For all people with acute stroke without indications for immediate brain imaging, scanning should be performed as soon as possible
Patients presenting with TIAs
In patients who have a suspected TIA ( ie – signs and symptoms have completely resolved within 24 hours) should be assessed and have an ABCD2 score done.
- High risk TIA patients
- Patients who have ABCD2 score ≥4 or have had > 1 episode are classed as high risk TIAs and have to have assessment by a specialist within 24 hours of presenting to an initial health care professional.
Patients who present on Sunday to Thursday and during the day on Friday, should be referred directly to the open access TIA clinic and have the appropriate investigations arranged by the clinicians in the clinic.
This would include brain imaging – either CT or MRI and Carotid dopplers.

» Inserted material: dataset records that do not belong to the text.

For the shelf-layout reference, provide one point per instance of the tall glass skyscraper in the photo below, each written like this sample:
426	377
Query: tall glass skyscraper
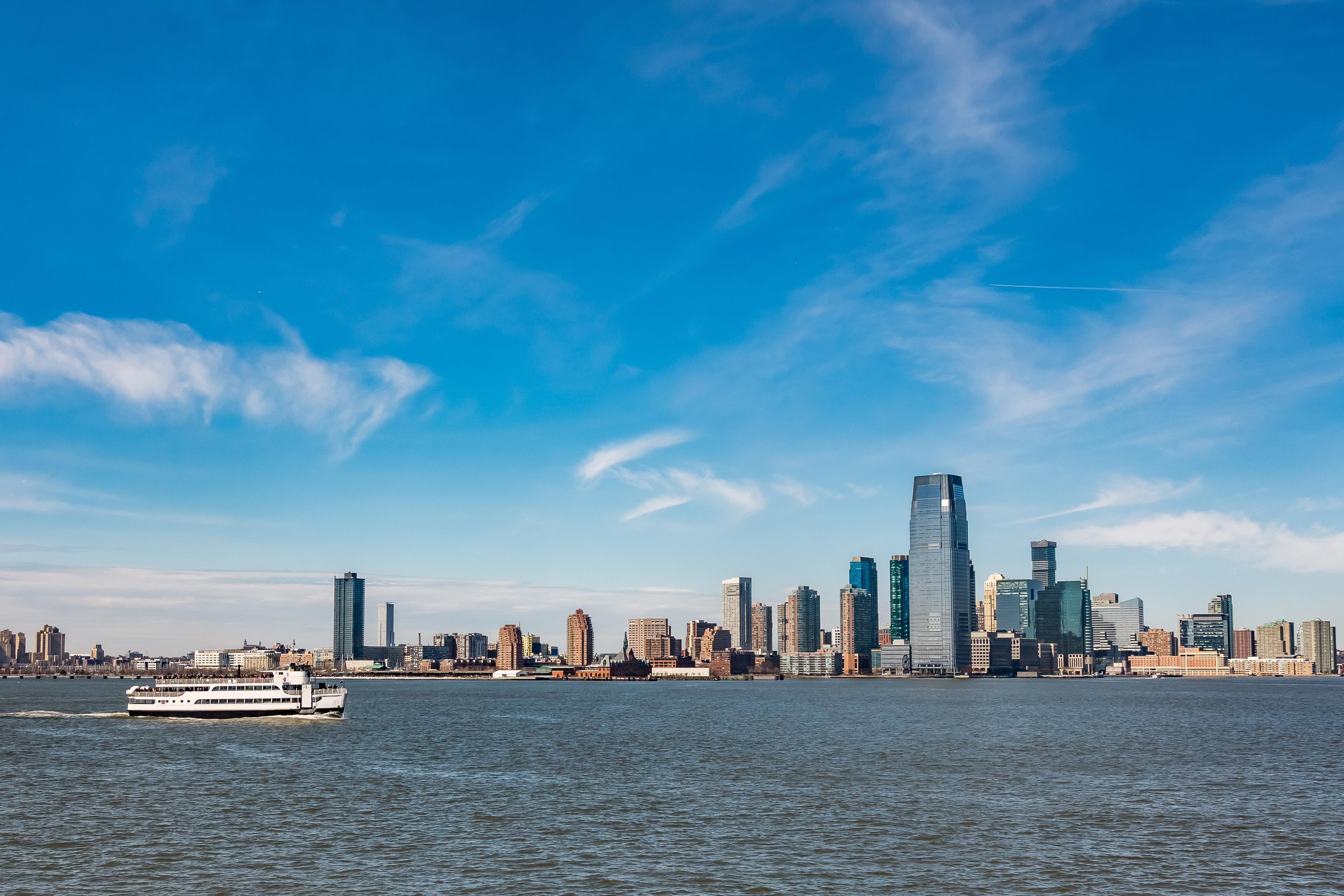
863	574
940	577
1043	562
349	623
901	597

Weekend imaging Patients presenting late on Friday and Saturday with ABCD2 score ≥4 or more or have had more than one episode should be seen by the on call medical team. Investigations should be ordered after the patient is reviewed by the on call consultant. If the on call consultant agrees that they have had a TIA, these patients will need urgent investigations to rule out a high grade carotid stenosis. These patients would ideally have a CT Brain and CT Angiogram of carotid vessels on Friday / Saturday and if a ≥50% stenosis of the carotid artery is found, they are to be discussed with the stroke on call at St George’s for potential carotid endarterectomy. These patients will need to be transferred across to the Hyper-acute stroke unit.
Low risk TIA patients Patients presenting with ABCD2 score <4 need to be seen by a specialist within a week presenting to a health care professional and these individuals should be referred to the TIA clinic for further investigations. These patients will not require out of hours scanning.